Chiusa l’esperienza editoriale della “Voce delle Marche”, storico settimanale della Diocesi fermana. Quattro colleghi rimasti senza lavoro: solidarietà dell’Ordine.
Ha chiuso la “Voce delle Marche”. L’editore (Una Società della Curia fermana) ha deciso di chiudere questa esperienza editoriale senza minimamente preoccuparsi del futuro dei colleghi che vi hanno lavorato per quasi tre anni. Anche la Curia segue le rigide regole del mercato. Forse, in questo caso, sono state eluse e superate anche quelle.
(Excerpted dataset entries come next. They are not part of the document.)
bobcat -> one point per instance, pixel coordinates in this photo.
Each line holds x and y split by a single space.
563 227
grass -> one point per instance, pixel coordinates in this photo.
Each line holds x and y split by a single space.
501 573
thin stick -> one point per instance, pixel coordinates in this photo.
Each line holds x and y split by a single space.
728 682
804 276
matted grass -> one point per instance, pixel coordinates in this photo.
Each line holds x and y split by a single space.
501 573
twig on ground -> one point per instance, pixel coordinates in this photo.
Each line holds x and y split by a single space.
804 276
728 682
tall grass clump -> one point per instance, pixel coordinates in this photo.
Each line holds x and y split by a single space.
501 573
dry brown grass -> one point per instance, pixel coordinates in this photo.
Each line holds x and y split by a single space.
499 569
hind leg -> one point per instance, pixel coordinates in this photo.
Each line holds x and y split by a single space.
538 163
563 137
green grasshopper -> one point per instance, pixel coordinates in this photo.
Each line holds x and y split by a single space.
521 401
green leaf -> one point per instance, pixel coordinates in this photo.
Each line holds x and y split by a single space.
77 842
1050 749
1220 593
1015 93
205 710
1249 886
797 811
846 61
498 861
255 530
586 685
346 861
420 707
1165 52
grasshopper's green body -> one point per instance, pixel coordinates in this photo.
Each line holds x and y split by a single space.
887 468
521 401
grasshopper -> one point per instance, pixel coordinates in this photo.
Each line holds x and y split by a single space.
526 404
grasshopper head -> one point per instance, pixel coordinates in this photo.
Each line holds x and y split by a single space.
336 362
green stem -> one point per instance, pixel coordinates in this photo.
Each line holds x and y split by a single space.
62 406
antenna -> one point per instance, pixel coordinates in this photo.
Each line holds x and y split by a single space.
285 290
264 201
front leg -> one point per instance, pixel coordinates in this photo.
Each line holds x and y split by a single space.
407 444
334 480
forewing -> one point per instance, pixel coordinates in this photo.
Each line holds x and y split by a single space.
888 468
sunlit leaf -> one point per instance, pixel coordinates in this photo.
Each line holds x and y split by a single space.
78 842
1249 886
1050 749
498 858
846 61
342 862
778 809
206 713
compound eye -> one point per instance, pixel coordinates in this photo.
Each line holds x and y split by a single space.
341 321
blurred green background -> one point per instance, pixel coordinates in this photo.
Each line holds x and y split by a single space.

La Voce delle Marche è un settimanale con una prestigiosa storia alle spalle. E’ stato fondato nel 1892. Dopo un lungo periodo di interruzione la Diocesi aveva deciso di riprendere le pubblicazione il 4 marzo del 2005. In una conferenza stampa era stata presentata l’iniziativa, voluta dal compianto arcivescovo. Mons. Gennaro Franceschetti. La direzione era stata affidata a don Mario Lusek, mentre direttore responsabile era stato nominato il collega Giuliano Traini.
In questi due anni e mezzo la “Voce delle Marche” ha svolto una funzione importante. Ha seguito con attenzione le vicende culturali, sociali ed economiche del territorio. Ha affrontato i problemi locali con inchieste e approfondimenti e ha cercato di interpretare l’attualità con riflessioni e commenti.
Con la fine di novembre la Società editrice ha deciso di chiudere i battenti: cessate le pubblicazioni, chiuso il Sito, licenziati tutti i collaboratori. Tutto fatto alla chetichella: la chiusura di un giornale trattata alla stregua (forse anche peggio) della rottamazione di una vecchia e cadente autovettura. L’Ordine dei giornalisti delle Marche non può far nulla contro le decisioni d’imperio di un editore, ma segnala questo comportamento anomalo che considera ancora più grave perché compiuto da una Società editrice che in occasione della presentazione dell’iniziativa editoriale aveva sottolineato di ispirarsi a ben altri principi e valori.
Ai quattro colleghi rimasti senza lavoro il Consiglio dell’Ordine dei giornalisti delle Marche esprime la propria solidarietà che serve a ben poco sul piano pratico, ma è almeno un segno di vicinanza e di condivisione.